The Lair’s intercom buzzes. “Hench, report to the interrogation room at once. Bring the restraints,” Night Mistress demands. For a moment I allow myself to hope, but when I get down to the deepest level, she’s got Patriotess drugged at her feet, and I know I’m a fool.

Hope isn’t the place of a henchperson. Hope will get you killed. Or, worse, out of a job.

I help Night Mistress restrain Patriotess in the center of the lead-walled room. I secure the heroine’s arms above her head. She’s still out of it, her body limp and her head hanging low, completely in Night Mistress’s power. My knees feel unsteady just thinking about it.
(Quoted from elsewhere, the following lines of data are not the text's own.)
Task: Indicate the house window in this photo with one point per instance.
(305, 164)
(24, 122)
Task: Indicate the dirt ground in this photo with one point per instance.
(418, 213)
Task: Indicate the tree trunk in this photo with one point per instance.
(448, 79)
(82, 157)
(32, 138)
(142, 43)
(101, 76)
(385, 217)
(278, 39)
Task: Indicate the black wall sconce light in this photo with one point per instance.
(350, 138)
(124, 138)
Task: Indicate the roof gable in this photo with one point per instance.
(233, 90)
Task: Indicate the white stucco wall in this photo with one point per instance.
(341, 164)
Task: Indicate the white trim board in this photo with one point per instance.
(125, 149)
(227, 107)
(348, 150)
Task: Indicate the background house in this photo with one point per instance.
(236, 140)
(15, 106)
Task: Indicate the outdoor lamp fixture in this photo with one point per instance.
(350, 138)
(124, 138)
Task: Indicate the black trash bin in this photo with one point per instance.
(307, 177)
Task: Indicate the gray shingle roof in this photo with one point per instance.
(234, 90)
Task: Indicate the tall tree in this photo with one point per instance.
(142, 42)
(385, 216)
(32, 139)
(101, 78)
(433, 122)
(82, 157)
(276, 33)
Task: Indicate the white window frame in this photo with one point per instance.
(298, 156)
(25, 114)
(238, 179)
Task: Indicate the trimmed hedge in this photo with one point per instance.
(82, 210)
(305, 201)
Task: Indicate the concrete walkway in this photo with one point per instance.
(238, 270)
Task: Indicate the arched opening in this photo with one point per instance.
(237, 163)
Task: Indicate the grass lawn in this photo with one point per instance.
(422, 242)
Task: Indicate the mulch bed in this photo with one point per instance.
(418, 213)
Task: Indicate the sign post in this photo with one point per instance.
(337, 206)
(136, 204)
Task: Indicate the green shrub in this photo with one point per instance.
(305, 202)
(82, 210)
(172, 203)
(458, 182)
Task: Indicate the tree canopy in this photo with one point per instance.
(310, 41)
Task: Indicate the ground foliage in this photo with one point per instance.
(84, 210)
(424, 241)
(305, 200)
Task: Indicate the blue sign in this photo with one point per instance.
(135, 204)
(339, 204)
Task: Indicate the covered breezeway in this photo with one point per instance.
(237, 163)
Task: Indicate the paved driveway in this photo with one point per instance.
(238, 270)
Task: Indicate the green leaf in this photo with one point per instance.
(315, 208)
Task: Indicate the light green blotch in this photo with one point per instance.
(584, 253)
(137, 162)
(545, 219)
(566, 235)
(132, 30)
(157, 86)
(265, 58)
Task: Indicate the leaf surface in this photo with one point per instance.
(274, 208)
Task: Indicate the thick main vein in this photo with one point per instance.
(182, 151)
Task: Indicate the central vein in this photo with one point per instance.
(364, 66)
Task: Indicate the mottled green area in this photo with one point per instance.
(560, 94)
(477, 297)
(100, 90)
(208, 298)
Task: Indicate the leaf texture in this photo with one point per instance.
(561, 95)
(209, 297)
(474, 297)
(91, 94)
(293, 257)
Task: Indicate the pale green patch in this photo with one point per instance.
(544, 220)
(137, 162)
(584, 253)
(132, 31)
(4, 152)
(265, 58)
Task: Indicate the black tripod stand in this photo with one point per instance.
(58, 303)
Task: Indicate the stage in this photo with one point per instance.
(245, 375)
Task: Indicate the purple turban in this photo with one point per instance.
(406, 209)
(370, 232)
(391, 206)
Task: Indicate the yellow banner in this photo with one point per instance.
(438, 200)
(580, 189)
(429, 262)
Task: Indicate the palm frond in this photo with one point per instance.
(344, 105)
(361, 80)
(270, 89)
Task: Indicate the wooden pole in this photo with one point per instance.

I check Patriotess for weapons. She has that whole thin-with-curves thing that only heroines seem to manage, but even that body can’t save her spandex blue-and-red onesie from looking ridiculous. Heroes will wear almost anything. They’ve got no real flair or sense of grandeur. I guess that’s why they’re not villains. Night Mistress practically radiates power in her black tux with silver trim, complete with a tight waistcoat and a daringly low-cut top. An operatic mask completes the perfectly-tailored look.

I feel stuffed into a glittering sequined gown. It’s a look designed for stage assistants with long legs and slim lines. My ex liked to call me “thick,” but I’m actually fat. This isn’t the costume I’d have chosen, but it’s the look Mistress wants in her henchwoman, which is good enough for me. I still remember her tone when she first ordered me to put it on. That memory keeps me warm at night.